One of its leading practitioners is Ben Lukas Boysen, a Berlin-based composer who was classically trained from the age of seven and has been quietly releasing emotionally engaging sound sculpture since 2013. Mirage, his brand new recording on the venerable, London-based Erased Tapes imprint – a label renowned for ‘indie-classical’ dreamscapes – represents his most affecting statement to date. As with his previous shape-shifting releases (Gravity and Spells), this piece of work boasts the presence of a coterie of classy collaborators including composer and cellist Anne Muller and Australian saxophonist and composer Daniel Thorne.
The opening cut, Empyrean, gurgles with a Steve Reichian, arpeggiated synth before dissolving into a coiling, oceanic wash of ambient pulse worthy of Global Communication or Boards of Canada; the effect is akin to being cocooned in a childhood blanket. The two pianos – one digital, the other acoustic – on the pensive and meticulous Kenotaph conjure the graceful sound of an artist utterly lost within his work. The muffled dream-memory of Medela prowls more menacingly over the course of eight minutes, crackling with a sinister static rumble, like pillows of cloud covering an encroaching dusk.

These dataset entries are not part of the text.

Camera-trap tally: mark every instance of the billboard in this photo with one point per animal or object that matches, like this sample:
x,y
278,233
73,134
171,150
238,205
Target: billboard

The beautiful Venia hits a plaintive peak with its sun-bleached electronic tremors, a shimmering, soft-focus smoulder that magically manages to intimate hints of ominous queasiness as well as woozy wonder. The somnolent Clarion unspools as a glassy, Eno-esque maze of sobbing sighs, as an achingly slow-motion cello washes around the twinkling melody whilst patient piano chords transmits a restorative, enveloping and becalming reverie; you could snuggle in and live inside it.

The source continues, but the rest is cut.